Pero no hizo más que empeorar las cosas. Dolly se enfureció con él y puso una cara tan feroz, que Lucy se alarmó y pensó en defender a Jack si Dolly corría a darle un bofetón.

—No quiero saber nada de ninguno de vosotros —anunció Dolly.

Y se marchó hecha una furia.

—Así se quedará sin saber lo que hemos descubierto esta mañana —dijo Jack—. ¡Qué genio tiene! Bueno, pues tendremos que decírtelo a ti, Lucy. Hemos corrido una aventura de verdad.

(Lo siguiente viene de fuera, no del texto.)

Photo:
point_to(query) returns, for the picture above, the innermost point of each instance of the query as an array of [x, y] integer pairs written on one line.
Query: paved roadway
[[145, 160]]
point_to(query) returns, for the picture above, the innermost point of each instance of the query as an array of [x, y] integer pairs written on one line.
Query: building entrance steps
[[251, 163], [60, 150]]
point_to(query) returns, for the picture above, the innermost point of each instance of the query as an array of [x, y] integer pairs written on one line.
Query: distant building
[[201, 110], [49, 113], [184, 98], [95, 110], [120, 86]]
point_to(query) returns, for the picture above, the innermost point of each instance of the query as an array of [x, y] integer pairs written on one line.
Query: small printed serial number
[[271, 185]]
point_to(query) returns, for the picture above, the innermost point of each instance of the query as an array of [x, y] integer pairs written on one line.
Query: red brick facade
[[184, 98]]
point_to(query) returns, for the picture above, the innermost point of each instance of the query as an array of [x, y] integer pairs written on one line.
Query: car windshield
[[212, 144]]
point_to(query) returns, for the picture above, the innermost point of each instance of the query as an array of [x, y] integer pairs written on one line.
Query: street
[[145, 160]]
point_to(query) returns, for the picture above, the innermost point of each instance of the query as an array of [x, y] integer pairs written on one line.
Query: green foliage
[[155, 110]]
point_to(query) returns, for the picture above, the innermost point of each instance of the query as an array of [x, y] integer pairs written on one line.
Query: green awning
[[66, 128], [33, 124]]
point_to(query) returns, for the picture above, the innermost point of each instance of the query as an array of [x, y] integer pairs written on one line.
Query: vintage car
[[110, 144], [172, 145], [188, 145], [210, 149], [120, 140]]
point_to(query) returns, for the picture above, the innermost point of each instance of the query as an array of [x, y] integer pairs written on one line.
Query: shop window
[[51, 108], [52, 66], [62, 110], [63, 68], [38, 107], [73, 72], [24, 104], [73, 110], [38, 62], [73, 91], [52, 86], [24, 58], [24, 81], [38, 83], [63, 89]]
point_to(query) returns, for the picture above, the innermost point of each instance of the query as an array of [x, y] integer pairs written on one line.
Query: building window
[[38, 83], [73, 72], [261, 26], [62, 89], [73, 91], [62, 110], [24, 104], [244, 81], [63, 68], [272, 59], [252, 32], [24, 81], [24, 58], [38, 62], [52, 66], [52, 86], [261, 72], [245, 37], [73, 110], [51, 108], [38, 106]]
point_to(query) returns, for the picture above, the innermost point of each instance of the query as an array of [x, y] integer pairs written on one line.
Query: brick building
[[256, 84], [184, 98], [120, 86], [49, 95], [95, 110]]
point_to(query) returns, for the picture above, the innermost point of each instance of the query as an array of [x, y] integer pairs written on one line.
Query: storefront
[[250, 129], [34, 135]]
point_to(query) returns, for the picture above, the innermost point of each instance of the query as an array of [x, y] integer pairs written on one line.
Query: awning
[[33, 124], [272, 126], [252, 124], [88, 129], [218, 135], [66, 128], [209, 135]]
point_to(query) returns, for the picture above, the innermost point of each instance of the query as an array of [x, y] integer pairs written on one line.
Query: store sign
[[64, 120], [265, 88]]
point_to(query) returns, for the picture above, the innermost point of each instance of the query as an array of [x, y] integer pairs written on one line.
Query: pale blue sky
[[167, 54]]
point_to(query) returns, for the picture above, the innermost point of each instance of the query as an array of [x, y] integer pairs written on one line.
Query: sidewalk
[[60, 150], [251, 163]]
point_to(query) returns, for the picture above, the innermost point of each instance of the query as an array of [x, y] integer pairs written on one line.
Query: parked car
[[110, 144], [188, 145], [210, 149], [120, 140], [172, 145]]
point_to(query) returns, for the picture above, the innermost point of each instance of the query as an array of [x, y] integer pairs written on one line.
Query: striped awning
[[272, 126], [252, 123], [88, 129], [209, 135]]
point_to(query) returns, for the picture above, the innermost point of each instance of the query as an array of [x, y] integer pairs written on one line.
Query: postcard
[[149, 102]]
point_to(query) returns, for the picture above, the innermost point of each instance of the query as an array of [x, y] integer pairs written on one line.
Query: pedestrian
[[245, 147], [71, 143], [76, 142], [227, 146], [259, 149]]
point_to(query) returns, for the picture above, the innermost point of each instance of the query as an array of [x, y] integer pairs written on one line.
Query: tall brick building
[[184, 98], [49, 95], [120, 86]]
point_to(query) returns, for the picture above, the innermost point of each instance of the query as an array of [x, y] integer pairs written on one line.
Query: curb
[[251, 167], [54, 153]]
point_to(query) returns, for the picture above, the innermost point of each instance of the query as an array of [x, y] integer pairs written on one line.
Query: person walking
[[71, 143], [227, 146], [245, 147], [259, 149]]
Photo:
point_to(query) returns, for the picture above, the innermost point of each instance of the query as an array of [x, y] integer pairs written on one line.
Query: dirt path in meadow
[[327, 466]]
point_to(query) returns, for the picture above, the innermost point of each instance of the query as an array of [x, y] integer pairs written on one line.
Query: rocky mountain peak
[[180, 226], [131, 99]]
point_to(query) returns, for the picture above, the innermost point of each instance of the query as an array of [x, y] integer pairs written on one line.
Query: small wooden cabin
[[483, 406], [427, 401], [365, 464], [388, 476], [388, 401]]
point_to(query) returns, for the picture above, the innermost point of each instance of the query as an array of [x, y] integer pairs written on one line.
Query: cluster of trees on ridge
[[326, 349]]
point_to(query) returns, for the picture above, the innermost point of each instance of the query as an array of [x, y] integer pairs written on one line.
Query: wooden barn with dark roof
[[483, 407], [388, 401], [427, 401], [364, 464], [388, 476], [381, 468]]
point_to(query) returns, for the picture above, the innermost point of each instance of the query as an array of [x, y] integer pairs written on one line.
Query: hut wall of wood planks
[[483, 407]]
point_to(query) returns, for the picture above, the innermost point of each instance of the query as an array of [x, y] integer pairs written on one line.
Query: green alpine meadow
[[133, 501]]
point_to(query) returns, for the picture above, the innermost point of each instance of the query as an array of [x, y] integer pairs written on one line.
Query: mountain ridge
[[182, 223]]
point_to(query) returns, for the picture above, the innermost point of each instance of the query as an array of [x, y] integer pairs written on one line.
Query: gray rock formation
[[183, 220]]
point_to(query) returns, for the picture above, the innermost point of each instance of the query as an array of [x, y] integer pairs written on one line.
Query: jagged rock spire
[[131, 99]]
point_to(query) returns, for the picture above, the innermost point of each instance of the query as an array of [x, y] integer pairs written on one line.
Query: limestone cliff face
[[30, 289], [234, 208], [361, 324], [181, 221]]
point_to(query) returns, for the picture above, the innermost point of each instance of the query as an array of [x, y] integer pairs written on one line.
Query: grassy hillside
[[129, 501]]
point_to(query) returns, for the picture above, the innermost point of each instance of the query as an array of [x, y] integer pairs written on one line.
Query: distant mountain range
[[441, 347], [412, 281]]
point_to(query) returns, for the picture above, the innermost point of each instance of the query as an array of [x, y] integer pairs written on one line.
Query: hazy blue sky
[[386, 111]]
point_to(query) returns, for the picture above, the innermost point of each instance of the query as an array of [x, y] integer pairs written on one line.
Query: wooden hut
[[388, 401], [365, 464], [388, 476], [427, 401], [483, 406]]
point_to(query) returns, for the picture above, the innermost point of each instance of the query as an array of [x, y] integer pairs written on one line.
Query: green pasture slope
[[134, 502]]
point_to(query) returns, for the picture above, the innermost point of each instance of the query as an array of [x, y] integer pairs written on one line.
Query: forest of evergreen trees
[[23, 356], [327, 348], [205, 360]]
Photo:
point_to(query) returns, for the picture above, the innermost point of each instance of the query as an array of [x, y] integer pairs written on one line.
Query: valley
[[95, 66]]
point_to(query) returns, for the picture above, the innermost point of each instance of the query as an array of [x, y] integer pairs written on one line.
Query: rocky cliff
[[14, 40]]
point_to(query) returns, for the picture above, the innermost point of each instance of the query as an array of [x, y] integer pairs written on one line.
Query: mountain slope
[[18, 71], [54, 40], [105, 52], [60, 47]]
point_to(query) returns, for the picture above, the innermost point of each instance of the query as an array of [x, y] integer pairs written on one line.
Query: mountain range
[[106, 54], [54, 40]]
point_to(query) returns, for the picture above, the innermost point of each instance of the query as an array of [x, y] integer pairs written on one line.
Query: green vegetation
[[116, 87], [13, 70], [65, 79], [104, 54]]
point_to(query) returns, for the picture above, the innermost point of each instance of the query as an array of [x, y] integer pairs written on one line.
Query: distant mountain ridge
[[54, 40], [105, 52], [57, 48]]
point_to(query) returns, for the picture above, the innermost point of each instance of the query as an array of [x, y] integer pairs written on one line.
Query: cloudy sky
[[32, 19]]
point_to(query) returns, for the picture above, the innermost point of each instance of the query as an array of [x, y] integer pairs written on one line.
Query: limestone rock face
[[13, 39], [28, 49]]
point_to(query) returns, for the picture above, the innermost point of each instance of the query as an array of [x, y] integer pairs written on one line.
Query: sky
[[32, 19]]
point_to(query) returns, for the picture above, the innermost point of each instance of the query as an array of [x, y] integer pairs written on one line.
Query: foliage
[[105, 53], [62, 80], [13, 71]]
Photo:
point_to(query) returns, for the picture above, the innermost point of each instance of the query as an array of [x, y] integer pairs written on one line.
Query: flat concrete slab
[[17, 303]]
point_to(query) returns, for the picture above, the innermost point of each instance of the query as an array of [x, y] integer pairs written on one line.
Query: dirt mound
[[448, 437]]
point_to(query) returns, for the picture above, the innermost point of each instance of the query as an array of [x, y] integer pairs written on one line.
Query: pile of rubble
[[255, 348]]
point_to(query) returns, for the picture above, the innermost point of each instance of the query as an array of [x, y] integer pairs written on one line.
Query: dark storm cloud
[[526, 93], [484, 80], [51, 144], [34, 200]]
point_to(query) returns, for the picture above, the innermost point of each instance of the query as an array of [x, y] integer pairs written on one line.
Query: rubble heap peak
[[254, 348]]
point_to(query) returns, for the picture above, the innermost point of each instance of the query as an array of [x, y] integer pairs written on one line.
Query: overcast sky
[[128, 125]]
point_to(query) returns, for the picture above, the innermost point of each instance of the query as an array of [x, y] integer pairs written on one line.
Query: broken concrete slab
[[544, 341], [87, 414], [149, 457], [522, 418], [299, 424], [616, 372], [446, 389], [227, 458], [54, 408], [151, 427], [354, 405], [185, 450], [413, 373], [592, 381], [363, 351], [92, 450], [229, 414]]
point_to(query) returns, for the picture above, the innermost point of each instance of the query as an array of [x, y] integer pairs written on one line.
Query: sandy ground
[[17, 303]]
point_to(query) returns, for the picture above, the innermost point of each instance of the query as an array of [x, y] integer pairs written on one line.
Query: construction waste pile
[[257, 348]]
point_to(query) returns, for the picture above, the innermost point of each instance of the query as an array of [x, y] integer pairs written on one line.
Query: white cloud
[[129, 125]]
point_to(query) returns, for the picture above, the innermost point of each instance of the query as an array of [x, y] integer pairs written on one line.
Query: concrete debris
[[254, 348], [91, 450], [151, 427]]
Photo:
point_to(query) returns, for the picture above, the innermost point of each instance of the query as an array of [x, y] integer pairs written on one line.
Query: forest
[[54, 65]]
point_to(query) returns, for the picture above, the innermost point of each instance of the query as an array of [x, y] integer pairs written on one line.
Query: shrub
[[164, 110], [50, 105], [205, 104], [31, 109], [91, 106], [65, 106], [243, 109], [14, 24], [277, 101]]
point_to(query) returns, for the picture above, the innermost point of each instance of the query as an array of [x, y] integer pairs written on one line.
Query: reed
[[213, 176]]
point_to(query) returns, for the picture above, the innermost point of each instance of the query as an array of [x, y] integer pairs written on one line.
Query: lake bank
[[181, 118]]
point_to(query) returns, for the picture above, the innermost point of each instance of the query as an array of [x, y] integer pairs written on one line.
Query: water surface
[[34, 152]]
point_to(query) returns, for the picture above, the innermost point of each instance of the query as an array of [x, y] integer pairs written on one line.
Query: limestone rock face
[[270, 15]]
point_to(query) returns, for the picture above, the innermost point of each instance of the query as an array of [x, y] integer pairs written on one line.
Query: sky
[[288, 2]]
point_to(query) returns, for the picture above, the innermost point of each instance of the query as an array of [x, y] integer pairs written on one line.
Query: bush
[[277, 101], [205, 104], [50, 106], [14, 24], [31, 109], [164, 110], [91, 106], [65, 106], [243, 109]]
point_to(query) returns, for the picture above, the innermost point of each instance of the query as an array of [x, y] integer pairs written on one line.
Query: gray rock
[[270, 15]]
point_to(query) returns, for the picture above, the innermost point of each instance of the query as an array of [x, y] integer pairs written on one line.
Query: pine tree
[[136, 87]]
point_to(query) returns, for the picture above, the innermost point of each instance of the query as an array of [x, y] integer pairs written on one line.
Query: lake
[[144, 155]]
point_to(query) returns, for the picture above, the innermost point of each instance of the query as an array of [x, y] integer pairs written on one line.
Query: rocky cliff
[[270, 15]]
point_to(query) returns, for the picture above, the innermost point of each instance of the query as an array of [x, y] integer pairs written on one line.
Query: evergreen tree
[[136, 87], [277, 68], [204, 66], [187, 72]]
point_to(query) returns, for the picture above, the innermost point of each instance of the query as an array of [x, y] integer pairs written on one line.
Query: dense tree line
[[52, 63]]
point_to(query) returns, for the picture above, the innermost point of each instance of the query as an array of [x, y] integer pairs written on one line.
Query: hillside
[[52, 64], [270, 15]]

Cuando se alejaba iracunda, Dolly se acordó de pronto de que no había oído la historia del pasadizo secreto y, olvidando su enfado, dio media vuelta al instante.

Vio a Lucy y a los dos niños juntos. Jorge le dio la espalda en cuanto se acercó. Pero Dolly sabía ser tan brusca en recobrar el buen humor como en perderlo. Le posó una mano en el brazo a su hermano.

—Lo siento. Jorge; perdona —rogó—. ¿Qué os ocurrió a Jack y a ti en el pasadizo? Ardo en deseos de saberlo.

Conque se restableció la paz y las muchachas escucharon con emoción lo que los niños tenían que contar.

—Fue una verdadera aventura, os lo aseguro —cerró Jack.

Y lo fue, en efecto. Aunque, en realidad, aquello no era más que el principio; aún les quedaban muchísimas cosas raras que pasar.